Due to the widespread of LPA receptors in various cells, its elevated level may contribute also to other symptoms of HNF1B-MODY syndrome by affecting cells in the nervous system (neural progenitor cells, astrocytes and oligodendrocytes), reproductive system and proliferating pre-adipocytes (Sheng et al., 2015).

Despite the fact, that in our study we focused mainly on LPA, other metabolites found in our metabolomics profiling may be important for HNF1B-MODY pathogenesis, such as linoleamide, an endogenous sleep inducing lipid, greatly downregulated in HNF1B-MODY, which was found to release Ca2+ in renal tubal cells (Huang & Jan, 2001) from the endoplasmic reticulum. Hydroxyeicosatetraenoic acid—found to be elevated among HNF1B-MODY patients was previously linked with diabetes-induced endothelial dysfunction (Otto et al., 2020).

The main limitation of our work is the relatively small sample size and lack of external cohort validation.

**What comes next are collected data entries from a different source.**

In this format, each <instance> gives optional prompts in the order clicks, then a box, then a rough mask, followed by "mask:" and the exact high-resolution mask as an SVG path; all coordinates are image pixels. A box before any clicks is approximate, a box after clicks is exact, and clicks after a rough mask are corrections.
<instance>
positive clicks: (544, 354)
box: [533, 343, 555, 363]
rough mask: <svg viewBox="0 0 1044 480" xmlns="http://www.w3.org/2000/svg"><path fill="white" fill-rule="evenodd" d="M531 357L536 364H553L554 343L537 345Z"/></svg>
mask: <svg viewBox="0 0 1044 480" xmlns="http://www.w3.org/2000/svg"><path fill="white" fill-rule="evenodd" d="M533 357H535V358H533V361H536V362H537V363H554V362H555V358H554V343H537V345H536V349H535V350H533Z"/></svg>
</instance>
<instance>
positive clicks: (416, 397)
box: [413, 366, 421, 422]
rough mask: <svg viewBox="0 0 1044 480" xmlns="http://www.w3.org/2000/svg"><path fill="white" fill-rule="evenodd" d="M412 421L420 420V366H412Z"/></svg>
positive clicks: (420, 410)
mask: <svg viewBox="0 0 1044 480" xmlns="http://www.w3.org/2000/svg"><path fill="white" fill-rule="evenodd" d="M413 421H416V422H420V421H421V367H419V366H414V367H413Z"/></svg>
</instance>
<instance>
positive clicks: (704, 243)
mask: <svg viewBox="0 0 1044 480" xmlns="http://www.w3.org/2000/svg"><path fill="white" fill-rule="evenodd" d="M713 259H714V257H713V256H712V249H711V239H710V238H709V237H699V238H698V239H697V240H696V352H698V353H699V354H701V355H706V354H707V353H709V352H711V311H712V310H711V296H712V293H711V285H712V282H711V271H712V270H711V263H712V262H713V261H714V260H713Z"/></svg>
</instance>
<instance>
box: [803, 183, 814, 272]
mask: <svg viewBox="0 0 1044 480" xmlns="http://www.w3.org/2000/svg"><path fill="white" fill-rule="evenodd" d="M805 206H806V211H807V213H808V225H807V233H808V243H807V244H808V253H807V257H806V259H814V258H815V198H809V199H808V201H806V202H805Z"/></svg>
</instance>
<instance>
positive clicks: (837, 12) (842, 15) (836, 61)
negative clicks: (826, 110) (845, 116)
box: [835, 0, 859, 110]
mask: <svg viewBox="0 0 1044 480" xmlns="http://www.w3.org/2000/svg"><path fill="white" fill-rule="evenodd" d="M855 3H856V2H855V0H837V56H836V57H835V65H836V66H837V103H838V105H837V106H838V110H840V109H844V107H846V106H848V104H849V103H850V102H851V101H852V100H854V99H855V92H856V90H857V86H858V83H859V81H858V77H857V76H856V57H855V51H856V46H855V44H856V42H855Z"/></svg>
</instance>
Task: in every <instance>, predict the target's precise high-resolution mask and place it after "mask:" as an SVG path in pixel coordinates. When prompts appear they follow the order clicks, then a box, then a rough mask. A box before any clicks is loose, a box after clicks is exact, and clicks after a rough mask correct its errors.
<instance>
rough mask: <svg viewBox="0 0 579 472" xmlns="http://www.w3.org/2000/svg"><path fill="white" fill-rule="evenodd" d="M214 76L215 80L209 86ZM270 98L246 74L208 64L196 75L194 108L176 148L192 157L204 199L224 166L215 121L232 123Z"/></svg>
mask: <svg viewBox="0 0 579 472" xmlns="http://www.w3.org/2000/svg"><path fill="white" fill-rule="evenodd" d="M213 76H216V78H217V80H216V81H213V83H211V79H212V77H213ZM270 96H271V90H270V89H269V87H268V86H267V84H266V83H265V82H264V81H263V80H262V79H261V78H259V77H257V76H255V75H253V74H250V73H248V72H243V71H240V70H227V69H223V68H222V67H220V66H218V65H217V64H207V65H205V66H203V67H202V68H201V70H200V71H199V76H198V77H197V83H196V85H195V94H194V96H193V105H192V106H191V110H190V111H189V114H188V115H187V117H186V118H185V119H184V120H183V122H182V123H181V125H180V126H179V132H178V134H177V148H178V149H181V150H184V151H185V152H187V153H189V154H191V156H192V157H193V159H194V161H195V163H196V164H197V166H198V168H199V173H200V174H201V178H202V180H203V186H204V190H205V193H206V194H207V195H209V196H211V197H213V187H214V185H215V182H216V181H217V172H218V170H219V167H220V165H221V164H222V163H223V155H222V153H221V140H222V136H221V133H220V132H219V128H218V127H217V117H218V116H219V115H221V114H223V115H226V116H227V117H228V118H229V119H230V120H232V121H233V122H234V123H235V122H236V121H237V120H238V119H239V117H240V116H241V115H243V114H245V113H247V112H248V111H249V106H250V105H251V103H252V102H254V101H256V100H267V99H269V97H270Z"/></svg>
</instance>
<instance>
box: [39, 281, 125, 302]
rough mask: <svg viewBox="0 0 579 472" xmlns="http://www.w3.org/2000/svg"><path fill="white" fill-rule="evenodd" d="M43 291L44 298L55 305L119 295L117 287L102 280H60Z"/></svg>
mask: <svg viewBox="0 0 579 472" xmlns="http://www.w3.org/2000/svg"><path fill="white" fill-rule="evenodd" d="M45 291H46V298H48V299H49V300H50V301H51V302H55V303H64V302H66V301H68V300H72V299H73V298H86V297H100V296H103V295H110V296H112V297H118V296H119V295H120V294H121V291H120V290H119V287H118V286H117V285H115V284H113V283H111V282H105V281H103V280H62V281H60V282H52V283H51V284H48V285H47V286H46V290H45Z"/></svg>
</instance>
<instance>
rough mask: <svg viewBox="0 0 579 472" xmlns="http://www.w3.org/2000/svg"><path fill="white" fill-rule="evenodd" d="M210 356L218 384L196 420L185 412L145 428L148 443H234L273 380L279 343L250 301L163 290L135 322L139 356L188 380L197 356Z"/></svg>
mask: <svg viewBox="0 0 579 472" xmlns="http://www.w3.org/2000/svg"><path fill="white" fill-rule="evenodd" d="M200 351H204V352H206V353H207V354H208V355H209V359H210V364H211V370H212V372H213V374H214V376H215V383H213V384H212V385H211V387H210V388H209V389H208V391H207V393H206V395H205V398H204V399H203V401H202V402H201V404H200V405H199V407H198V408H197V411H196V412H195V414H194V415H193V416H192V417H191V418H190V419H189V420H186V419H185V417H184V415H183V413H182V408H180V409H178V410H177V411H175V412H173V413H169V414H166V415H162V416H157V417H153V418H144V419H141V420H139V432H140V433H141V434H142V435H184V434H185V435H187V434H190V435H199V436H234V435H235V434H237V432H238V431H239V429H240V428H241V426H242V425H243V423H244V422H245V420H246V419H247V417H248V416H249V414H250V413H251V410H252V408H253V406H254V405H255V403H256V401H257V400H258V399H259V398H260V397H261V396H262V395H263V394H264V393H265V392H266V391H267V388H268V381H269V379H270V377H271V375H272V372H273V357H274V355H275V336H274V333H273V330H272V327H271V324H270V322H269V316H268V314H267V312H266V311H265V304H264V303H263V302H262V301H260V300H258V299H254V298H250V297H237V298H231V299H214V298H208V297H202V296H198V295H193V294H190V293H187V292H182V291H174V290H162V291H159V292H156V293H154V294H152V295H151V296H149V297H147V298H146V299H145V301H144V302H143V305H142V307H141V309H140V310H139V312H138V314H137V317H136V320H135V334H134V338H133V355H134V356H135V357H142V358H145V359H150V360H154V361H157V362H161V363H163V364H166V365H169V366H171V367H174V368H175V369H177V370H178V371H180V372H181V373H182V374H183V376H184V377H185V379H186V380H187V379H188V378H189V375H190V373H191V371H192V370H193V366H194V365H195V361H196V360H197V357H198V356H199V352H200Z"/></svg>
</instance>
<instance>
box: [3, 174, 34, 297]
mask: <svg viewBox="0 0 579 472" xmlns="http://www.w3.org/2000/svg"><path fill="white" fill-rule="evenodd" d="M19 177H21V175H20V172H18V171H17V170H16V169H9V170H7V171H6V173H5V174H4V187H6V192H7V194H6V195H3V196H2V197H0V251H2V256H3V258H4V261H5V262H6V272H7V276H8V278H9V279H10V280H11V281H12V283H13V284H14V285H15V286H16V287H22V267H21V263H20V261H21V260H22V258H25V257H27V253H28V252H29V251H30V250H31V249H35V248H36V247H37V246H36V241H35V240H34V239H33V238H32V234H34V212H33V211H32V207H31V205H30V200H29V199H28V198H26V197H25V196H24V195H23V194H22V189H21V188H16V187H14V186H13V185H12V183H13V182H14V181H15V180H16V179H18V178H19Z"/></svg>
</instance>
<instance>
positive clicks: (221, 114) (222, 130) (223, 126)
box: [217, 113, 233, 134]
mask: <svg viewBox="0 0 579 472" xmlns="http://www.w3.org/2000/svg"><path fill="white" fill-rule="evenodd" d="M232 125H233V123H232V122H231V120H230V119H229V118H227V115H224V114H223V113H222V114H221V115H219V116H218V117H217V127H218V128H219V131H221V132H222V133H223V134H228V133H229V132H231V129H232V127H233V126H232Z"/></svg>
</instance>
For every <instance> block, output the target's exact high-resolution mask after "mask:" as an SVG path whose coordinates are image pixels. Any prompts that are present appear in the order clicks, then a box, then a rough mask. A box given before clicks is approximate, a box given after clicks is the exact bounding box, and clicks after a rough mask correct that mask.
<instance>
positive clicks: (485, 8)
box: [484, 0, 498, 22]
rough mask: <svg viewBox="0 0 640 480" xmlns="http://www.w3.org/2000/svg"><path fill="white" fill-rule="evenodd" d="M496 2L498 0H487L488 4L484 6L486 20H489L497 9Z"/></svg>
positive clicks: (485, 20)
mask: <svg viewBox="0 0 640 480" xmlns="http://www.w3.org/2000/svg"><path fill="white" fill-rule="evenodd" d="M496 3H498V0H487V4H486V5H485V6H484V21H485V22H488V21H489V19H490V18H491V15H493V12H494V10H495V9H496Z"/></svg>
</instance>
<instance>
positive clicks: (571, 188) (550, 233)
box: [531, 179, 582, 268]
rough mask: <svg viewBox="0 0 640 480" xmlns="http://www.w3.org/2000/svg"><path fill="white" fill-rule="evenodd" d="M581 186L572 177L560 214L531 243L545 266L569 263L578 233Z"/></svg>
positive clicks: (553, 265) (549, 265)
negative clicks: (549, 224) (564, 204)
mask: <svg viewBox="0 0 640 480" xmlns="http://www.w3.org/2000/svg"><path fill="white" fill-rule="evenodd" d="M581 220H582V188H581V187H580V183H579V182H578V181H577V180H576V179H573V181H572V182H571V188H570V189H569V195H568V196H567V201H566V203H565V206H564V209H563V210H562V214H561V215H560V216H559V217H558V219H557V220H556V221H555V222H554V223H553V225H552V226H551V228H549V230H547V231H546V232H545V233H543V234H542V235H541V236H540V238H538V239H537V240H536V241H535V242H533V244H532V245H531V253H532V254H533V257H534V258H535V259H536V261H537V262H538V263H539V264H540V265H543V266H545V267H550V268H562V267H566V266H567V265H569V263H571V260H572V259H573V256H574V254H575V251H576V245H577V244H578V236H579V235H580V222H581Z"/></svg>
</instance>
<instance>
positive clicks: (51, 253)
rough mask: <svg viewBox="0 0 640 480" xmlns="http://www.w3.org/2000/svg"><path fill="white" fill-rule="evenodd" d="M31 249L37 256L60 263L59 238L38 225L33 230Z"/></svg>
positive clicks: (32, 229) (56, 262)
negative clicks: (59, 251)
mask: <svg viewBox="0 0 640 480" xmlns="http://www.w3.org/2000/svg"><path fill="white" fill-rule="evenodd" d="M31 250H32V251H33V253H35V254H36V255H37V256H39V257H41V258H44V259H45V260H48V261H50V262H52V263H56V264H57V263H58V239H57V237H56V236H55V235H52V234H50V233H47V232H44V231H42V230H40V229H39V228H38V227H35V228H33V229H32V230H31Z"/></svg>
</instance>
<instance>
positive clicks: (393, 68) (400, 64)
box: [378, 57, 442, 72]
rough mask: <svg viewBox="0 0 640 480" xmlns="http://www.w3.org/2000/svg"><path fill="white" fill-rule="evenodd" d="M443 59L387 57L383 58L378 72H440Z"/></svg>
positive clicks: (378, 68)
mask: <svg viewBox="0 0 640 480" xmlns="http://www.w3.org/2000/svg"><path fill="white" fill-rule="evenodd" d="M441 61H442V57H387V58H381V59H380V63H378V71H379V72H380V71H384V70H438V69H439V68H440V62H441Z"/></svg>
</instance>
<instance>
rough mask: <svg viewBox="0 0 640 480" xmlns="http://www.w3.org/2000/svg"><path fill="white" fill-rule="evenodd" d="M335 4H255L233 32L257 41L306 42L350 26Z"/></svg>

However, as we validated our results with ELISA technique in independent samples and the disease itself being very rare, we believe this problem is partially mitigated.

Further studies are required, especially in vivo, to explain the role of LPA in HNF1B-MODY pathogenesis and the crucial question to be answered is whether the inhibition of LPA can affect cyst growth in the patients with mutated HNF1B.

5 Conclusions

Patients with the mutations in the HNF1B gene are characterized by a higher level of LPA in serum. The elevated level of LPA may contribute to the development of the HNF1B-MODY phenotype.